Rakoff's ruling suggests that he's not pleased to approve a deal without an admission of wrongdoing from Citi. "The court, and the public, extremity some knowledge of what the underlying facts are: for otherwise, the court becomes a mere handmaiden to a settlement privately negotiated on the foundation of unknown facts, while the public is deprived of ever knowing the truth in a matter of apparent public importance," he wrote. But as Andrew Longstreth has reported for On the Case, there are sure costs to the public if the SEC demands terms defendants simply won't agree to.

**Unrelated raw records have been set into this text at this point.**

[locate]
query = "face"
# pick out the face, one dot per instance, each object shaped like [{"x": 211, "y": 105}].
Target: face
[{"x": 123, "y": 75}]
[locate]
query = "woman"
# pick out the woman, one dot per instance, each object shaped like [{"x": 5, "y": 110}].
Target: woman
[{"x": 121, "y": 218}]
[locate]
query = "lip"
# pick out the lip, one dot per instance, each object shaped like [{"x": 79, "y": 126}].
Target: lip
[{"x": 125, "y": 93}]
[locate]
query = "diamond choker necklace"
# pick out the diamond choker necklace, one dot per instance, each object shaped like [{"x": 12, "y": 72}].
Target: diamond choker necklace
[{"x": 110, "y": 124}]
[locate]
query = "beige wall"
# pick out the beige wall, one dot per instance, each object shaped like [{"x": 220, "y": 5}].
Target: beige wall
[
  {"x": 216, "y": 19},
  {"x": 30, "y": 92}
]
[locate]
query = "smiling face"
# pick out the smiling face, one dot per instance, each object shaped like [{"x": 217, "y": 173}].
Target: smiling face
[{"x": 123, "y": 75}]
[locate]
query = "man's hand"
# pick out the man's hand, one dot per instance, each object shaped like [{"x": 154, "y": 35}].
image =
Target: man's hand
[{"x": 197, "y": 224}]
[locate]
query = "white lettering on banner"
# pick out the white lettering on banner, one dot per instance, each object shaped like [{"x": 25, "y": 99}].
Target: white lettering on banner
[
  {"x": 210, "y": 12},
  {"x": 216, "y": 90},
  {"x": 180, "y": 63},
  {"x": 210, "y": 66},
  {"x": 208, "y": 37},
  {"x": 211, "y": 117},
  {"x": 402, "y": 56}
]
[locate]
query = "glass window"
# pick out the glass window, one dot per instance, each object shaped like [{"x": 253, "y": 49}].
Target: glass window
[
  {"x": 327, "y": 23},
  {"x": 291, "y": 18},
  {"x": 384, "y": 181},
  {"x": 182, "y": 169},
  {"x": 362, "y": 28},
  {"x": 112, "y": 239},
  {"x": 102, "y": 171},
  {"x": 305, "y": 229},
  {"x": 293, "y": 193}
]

That was kernel of the SEC's response to Rakoff's ruling Monday. "The court's criticism that the settlement does not ask for an 'admission' to wrongful conduct disregards the fact that obtaining disgorgement, numismatic penalties, and mandatory business reforms may significantly outweigh the absence of an access when that relief is obtained promptly and without the risks, delay, and resources required at pain in the neck," enforcement director Robert Khuzami said in a statement. "It also ignores decades of established conduct throughout federal agencies and decisions of the federal courts. Refusing an otherwise advantageous satisfaction solely because of the absence of an admission also would divert resources away from the investigation of other frauds and the advance of losses suffered by other investors not before the court."

The agency didn't respond to my determined question about why it filed the proposed Citi deal in Manhattan rather than in Washington.

Citi judgement Brad Karp of Paul, Weiss, Rifkind, Wharton & Garrison didn't carry back a call for comment.